Résultats de l’étude
La présente étude a porté sur 185 femmes atteintes d’un cancer du sein de Baltimore, dans le Maryland, différenciées selon le statut de défavorisation de leur quartier. L’échantillon était principalement composé de femmes noires (59,5 %) et de femmes ayant fait des études secondaires (48,6 %), la plupart ayant un revenu familial égal ou inférieur à 60 000 $ (79,5 %).
Au moment de leur opération, l’âge moyen était de 56 ans et les données, y compris les informations manquantes, étaient organisées par statut de quartier et indiquaient un dénuement plus élevé parmi les participants noirs, les salariés à faible revenu et les personnes célibataires ou plus mariées.
Une analyse de la défavorisation des quartiers en fonction de la race a révélé une disparité significative, les femmes noires résidant dans des quartiers plus défavorisés que les femmes blanches. La répartition des sous-types de cancer du sein selon différents niveaux de défavorisation des quartiers a montré une présence plus élevée et non concluante de cancer du sein triple négatif dans les zones très défavorisées.
En outre, l’étude a exploré l’impact de la privation de quartier sur la méthylation de l’ADN, en particulier sur 8 sites CpG après ajustements en fonction de l’âge, de la pureté de la tumeur et du lot de méthylation, révélant des associations avec la privation de quartier.
Deux sites dans les gènes suppresseurs de tumeurs, LRIG1 et WWOX, étaient remarquables et les données de séquençage de l’acide réribonucléique (ARNre) disponibles pour certains patients ont montré qu’une privation élevée était corrélée à une expression plus faible de ces gènes. Plus précisément, le statut de méthylation dans les régions du promoteur et du corps génique de LRIG1 était inversement lié à ses niveaux de transcription.
L’analyse a ensuite affiné les gènes LRIG1 et WWOX chez les patients noirs, et une corrélation négative a été trouvée entre la méthylation de LRIG1 et la privation de quartier, une association non observée chez les patients blancs. De même, l’expression de LRIG1 a diminué avec l’augmentation du dénuement, mais uniquement parmi les femmes noires.

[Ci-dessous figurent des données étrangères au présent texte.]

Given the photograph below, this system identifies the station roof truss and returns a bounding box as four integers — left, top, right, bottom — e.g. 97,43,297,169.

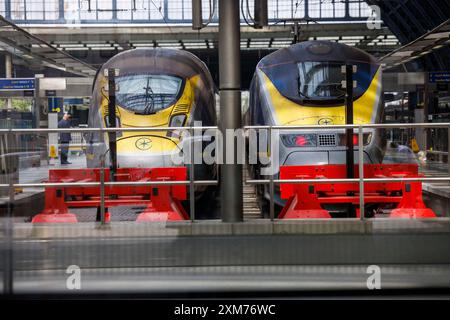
381,19,450,69
27,23,400,54
0,15,96,77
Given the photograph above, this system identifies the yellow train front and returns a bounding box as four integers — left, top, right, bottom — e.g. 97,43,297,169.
245,41,385,212
85,48,217,185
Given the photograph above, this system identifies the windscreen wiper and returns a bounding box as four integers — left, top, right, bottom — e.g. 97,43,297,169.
143,77,155,114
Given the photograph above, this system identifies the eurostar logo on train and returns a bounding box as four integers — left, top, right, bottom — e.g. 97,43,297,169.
136,137,152,150
317,118,333,126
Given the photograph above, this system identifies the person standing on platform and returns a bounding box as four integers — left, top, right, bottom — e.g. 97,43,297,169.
58,112,72,164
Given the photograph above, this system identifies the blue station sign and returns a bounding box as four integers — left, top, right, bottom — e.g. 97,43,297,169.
0,78,34,91
429,71,450,83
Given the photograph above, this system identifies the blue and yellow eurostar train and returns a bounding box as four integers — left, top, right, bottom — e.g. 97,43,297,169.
248,41,385,211
85,48,217,188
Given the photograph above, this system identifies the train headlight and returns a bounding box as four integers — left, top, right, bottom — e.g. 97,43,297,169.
169,114,186,127
167,114,186,138
281,133,317,147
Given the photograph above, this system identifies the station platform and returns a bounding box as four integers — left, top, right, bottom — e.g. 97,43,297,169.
0,218,450,294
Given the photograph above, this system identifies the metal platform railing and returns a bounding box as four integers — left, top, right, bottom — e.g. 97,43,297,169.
0,123,450,221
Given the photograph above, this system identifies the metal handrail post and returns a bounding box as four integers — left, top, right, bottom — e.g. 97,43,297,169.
3,132,15,295
189,127,195,222
100,155,106,226
267,126,275,221
358,125,365,220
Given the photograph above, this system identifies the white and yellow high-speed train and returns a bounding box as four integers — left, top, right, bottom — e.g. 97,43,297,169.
85,48,217,180
248,41,385,211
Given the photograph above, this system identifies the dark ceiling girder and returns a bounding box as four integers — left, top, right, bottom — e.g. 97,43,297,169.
366,0,450,70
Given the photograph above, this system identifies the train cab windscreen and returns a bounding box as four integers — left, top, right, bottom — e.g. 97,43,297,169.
262,61,378,105
116,74,183,114
297,61,345,100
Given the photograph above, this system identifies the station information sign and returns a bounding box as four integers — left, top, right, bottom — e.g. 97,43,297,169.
0,78,34,91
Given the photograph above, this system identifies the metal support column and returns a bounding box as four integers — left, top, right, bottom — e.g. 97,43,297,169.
107,68,118,181
255,0,269,29
219,0,243,222
5,53,13,111
447,127,450,180
345,65,355,179
345,65,356,217
192,0,203,30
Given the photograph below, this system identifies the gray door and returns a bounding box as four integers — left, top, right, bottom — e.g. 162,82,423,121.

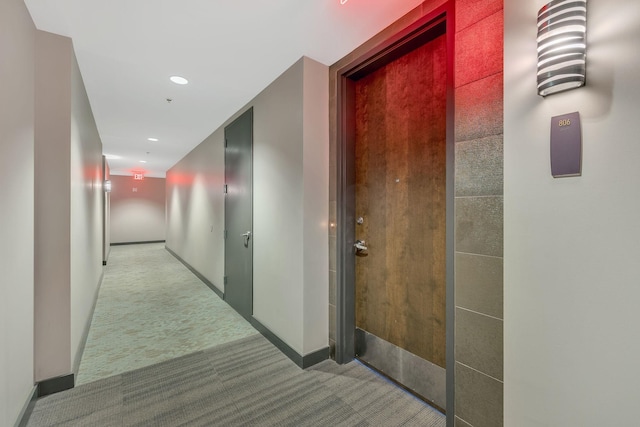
224,109,253,319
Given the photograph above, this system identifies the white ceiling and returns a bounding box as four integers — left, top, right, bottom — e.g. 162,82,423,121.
25,0,422,177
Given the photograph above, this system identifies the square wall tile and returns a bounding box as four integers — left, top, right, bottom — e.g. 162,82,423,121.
329,270,338,305
455,363,504,427
329,200,338,236
329,304,336,341
453,417,473,427
455,196,504,257
455,135,504,197
455,253,504,319
329,235,338,271
455,308,504,381
455,11,504,87
456,0,503,34
455,73,504,142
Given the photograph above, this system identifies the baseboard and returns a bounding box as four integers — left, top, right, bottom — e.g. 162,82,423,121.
73,271,104,375
164,245,224,299
110,240,166,246
14,386,38,427
38,374,75,397
251,318,329,369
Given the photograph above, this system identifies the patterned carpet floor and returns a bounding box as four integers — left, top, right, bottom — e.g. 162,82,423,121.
76,243,258,385
28,335,445,427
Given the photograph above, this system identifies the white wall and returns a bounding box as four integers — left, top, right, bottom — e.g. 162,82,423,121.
504,0,640,427
33,31,103,381
70,49,104,371
0,0,35,426
166,127,224,292
34,31,72,381
109,175,166,243
167,58,329,355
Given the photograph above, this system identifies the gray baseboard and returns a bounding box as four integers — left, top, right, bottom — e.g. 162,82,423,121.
38,374,75,397
110,240,166,247
165,246,330,369
14,386,38,427
251,318,330,369
164,245,224,300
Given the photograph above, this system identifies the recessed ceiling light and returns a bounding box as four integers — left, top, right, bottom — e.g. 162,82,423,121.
169,76,189,85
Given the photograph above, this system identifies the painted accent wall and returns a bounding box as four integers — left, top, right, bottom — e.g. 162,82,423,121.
0,0,36,426
109,175,166,243
504,0,640,427
34,31,103,381
167,57,329,356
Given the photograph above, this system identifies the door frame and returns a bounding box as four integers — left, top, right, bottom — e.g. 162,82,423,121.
335,0,455,414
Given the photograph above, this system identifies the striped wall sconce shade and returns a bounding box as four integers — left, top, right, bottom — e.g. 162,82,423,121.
538,0,587,96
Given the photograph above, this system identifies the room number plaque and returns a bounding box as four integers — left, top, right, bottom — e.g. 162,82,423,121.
551,112,582,178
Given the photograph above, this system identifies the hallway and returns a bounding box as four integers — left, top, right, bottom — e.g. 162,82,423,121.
28,244,445,427
76,243,258,385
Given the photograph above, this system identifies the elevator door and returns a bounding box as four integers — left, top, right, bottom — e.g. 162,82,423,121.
354,30,447,407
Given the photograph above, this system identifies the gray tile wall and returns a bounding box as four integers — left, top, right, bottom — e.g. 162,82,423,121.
454,4,504,427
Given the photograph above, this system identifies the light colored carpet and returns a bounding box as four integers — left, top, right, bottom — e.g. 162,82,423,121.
76,243,258,385
28,335,445,427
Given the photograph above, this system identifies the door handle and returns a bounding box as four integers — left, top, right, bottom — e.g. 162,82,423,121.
353,240,369,251
242,231,251,248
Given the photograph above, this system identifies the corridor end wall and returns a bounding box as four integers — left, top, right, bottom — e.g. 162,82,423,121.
167,57,329,358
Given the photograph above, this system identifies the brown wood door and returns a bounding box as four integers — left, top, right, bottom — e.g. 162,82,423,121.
355,35,447,368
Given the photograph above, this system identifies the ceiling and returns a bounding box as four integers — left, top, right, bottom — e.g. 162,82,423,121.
25,0,422,177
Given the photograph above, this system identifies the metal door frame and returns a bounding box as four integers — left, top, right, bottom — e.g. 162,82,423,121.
335,0,455,425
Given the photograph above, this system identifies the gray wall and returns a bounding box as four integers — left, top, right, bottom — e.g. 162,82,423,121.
167,58,328,355
34,31,103,381
109,175,166,243
0,0,36,426
504,0,640,427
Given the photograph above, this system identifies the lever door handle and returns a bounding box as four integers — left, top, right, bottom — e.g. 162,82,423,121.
353,240,368,251
242,231,251,248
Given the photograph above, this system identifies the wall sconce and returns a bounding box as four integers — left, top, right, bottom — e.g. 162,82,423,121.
537,0,587,96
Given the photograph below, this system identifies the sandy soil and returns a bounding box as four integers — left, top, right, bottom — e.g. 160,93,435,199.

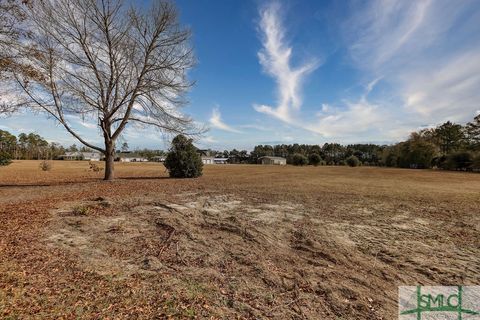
0,161,480,319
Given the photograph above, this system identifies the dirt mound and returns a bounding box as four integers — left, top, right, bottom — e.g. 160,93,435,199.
46,195,398,319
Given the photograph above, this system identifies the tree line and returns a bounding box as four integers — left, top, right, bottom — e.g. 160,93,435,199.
210,115,480,171
0,130,166,160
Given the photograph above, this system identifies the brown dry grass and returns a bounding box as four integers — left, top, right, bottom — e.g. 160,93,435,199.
0,161,480,319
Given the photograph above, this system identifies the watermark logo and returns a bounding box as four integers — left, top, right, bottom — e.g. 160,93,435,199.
398,286,480,320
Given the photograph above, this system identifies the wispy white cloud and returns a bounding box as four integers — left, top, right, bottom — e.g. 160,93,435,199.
344,0,480,125
209,106,241,133
254,2,319,122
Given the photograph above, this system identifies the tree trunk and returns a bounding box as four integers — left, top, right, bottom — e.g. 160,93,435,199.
104,141,115,181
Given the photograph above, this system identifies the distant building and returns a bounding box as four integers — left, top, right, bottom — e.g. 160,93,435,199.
152,156,165,162
213,158,228,164
115,151,148,162
58,151,102,161
201,156,215,164
258,156,287,166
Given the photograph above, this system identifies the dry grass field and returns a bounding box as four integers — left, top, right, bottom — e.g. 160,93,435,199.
0,161,480,320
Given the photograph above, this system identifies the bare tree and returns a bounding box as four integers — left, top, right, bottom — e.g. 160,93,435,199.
0,0,28,115
8,0,198,180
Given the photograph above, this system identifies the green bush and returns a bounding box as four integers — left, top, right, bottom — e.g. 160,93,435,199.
0,151,12,166
445,151,474,170
164,134,203,178
308,153,322,166
40,160,52,171
345,156,360,167
292,153,308,166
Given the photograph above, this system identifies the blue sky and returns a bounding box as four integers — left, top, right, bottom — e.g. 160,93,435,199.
0,0,480,150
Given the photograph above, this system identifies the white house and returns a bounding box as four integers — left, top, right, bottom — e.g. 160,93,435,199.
202,156,215,164
115,152,148,162
258,156,287,166
58,151,102,161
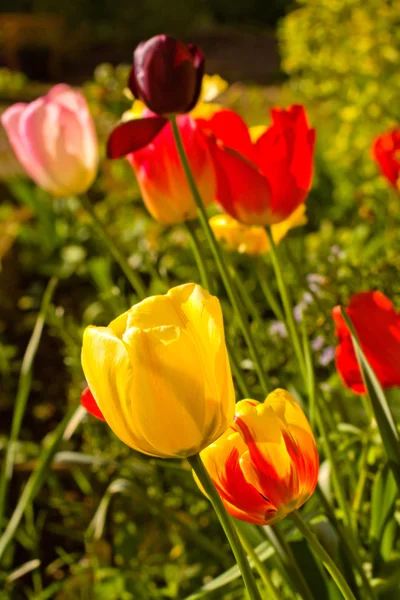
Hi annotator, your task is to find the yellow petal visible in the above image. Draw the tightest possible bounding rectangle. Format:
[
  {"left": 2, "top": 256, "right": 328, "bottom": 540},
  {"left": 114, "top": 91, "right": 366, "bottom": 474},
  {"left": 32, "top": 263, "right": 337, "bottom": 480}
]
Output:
[
  {"left": 82, "top": 327, "right": 161, "bottom": 454},
  {"left": 124, "top": 326, "right": 207, "bottom": 456}
]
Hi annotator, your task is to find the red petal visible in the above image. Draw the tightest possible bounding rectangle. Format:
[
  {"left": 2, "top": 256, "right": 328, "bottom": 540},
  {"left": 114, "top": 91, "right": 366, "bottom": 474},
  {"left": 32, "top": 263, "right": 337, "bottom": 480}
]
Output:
[
  {"left": 372, "top": 129, "right": 400, "bottom": 189},
  {"left": 197, "top": 110, "right": 254, "bottom": 160},
  {"left": 209, "top": 139, "right": 271, "bottom": 225},
  {"left": 81, "top": 387, "right": 105, "bottom": 421},
  {"left": 255, "top": 105, "right": 315, "bottom": 219},
  {"left": 333, "top": 292, "right": 400, "bottom": 394},
  {"left": 107, "top": 117, "right": 168, "bottom": 158}
]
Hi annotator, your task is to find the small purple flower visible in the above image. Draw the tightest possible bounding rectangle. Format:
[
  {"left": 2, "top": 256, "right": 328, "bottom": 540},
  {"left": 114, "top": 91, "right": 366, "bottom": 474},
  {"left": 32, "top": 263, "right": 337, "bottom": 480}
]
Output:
[
  {"left": 269, "top": 321, "right": 287, "bottom": 338},
  {"left": 319, "top": 346, "right": 335, "bottom": 367}
]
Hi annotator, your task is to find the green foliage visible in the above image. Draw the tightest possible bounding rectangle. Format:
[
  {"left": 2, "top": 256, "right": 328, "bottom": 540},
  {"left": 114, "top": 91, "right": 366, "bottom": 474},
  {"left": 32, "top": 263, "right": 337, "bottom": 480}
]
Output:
[
  {"left": 0, "top": 50, "right": 400, "bottom": 600},
  {"left": 279, "top": 0, "right": 400, "bottom": 219}
]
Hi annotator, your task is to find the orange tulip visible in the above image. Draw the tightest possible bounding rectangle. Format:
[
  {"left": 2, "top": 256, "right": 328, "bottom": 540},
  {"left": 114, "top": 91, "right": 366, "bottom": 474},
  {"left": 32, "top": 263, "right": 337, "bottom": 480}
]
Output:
[{"left": 197, "top": 389, "right": 319, "bottom": 525}]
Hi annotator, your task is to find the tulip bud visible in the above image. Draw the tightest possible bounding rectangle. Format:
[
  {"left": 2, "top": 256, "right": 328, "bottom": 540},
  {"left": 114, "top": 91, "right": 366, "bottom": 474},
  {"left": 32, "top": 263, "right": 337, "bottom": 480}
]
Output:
[
  {"left": 196, "top": 389, "right": 319, "bottom": 525},
  {"left": 210, "top": 204, "right": 307, "bottom": 256},
  {"left": 82, "top": 283, "right": 235, "bottom": 458},
  {"left": 372, "top": 128, "right": 400, "bottom": 192},
  {"left": 129, "top": 35, "right": 204, "bottom": 115},
  {"left": 333, "top": 291, "right": 400, "bottom": 394},
  {"left": 1, "top": 84, "right": 98, "bottom": 196}
]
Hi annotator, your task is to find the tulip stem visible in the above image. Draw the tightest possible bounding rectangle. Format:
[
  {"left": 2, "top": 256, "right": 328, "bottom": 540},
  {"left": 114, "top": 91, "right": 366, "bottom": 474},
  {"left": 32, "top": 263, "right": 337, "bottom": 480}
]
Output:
[
  {"left": 185, "top": 221, "right": 210, "bottom": 290},
  {"left": 79, "top": 195, "right": 147, "bottom": 300},
  {"left": 236, "top": 527, "right": 280, "bottom": 600},
  {"left": 266, "top": 227, "right": 307, "bottom": 385},
  {"left": 256, "top": 257, "right": 285, "bottom": 323},
  {"left": 188, "top": 454, "right": 261, "bottom": 600},
  {"left": 170, "top": 117, "right": 269, "bottom": 395},
  {"left": 185, "top": 221, "right": 250, "bottom": 398},
  {"left": 290, "top": 510, "right": 356, "bottom": 600}
]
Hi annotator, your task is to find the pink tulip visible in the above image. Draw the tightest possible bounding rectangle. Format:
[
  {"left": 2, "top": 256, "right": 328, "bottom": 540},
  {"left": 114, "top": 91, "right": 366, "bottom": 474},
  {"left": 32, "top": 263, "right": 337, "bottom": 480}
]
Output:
[{"left": 1, "top": 84, "right": 98, "bottom": 196}]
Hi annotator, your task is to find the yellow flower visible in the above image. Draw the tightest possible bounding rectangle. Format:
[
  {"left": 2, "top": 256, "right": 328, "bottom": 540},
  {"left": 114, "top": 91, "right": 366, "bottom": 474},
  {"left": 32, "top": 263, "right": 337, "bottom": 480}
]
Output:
[
  {"left": 82, "top": 283, "right": 235, "bottom": 458},
  {"left": 195, "top": 389, "right": 319, "bottom": 525},
  {"left": 210, "top": 204, "right": 307, "bottom": 256}
]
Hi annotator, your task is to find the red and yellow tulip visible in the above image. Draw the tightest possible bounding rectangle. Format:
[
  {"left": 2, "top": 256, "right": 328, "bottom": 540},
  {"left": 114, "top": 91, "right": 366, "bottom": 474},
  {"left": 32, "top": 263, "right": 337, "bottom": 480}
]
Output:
[{"left": 197, "top": 389, "right": 319, "bottom": 525}]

L’outil KMplotter a révélé une relation inverse entre l’expression de LRIG1 et l’amélioration des résultats en matière de survie sans récidive et globale, notamment dans les tumeurs positives pour les récepteurs d’œstrogènes ou chez les receveurs de traitement postopératoire, une découverte qui a été confirmée par des ensembles de données supplémentaires.
L’expression du gène WWOX était également inversement liée à la privation du quartier chez les patients noirs uniquement. Cependant, aucune autre association significative n’a fait surface pour WWOX. De plus, l’étude a utilisé le méthylCIBERSORT pour estimer les différences de population de cellules immunitaires dans les tissus tumoraux en fonction de la privation de quartier. L’analyse a indiqué une diminution de la proportion relative de neutrophiles chez les patients provenant de zones fortement défavorisées, après contrôle de l’âge et de la race.